I wonder how many hundreds of sermons, lectures, essays, articles, and books I’ve read that try to describe the initiative of God’s grace in Christ that we call Advent? And how many songs, pageants, dramas, concerts, and paintings have attempted the same? No matter how many I have experienced, none of them captures the whole story in all its depth, meaning, and purpose. On the other hand, many have expanded my understandings with a few simple words, or even a single line.
For instance, Eugene Peterson’s translation of John 1: 14 reads, “The Word became flesh and blood, and moved into the neighborhood.” My imagination goes wild with the image of God moving in the neighborhood. My neighborhood. Your neighborhood!
In a poem by Anne Weems, she writes, “It is not over, this birthing. There are always newer skies into which God can throw stars.” Wow. Incarnation continues. God is with us again and again. It’s never over!
Anne Weems also writes, “When we begin to think that we can predict the Advent of God, that we can box the Christ into a stable in Bethlehem, that’s just the time that God will be born in a place we can’t imagine and won’t believe.” This line sends me into a contemplative reflection and confession about all the ways I “box the Christ” into too little a space with too limited an expectation and imagination.

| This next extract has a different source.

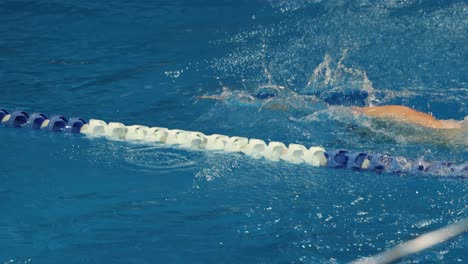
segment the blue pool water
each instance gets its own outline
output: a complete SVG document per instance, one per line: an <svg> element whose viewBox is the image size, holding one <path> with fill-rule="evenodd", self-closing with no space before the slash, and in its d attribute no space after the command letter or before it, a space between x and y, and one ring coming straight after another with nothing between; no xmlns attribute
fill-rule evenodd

Madeleine L’Engle’s poem for Advent reads, “This is the irrational season when hope blooms right and wild. If Mary’d been filled with reason, there’d have been no room for the child.” I love the emphasis on the irrational and unreasonable quality of God’s initiative. The Advent of God’s love into this world makes no sense, and yet it makes all the sense in the world. Are people of faith out of touch with reality to focus on the way of love revealed in Christ, or are they in touch with the truest reality of all?
Charles Wesley, in his collection entitled “Hymns for the Nativity of Our Lord,” presents dozens of poetic expressions about the Advent and incarnation. The simplest? “Reconciled. By a Child.” One of the more eccentric?
“The’ incarnate Deity,
Our God contracted to a span,
Incomprehensibly made man.”
Something strikes me in this about the infinite love of God contracted into the span of a human life. It is indeed incomprehensible.
Christmas cards may include a good line. One of my favorite from years ago shows a young child beside a Christmas tree late at night after the packages had all been opened. She is looking out the window toward a starlit winter sky. The words inside say, “Don’t worry. He’s coming.” At first, the card appears to be about Santa and the expectation of more material gifts to come. But upon further reflection, the perceptive reader realizes that there is no suggestion of Santa, and that our thinking such is a projection of our own culturally-nurtured expectation. It’s an Advent message: “Don’t worry. He’s coming.”
During the days to come hundreds of our churches, thousands of our pastors and worship leaders and musicians, and tens of thousands of our members and guests will gather to contemplate the incomprehensible offering of God’s grace to the world through the birth of Christ. Know that you are in my prayers. Whether God speaks to us through expansive cantatas, well-prepared sermons, the fellowship of friends, or through even a single line, may our hearts be open to receive. From my family to yours, God bless you!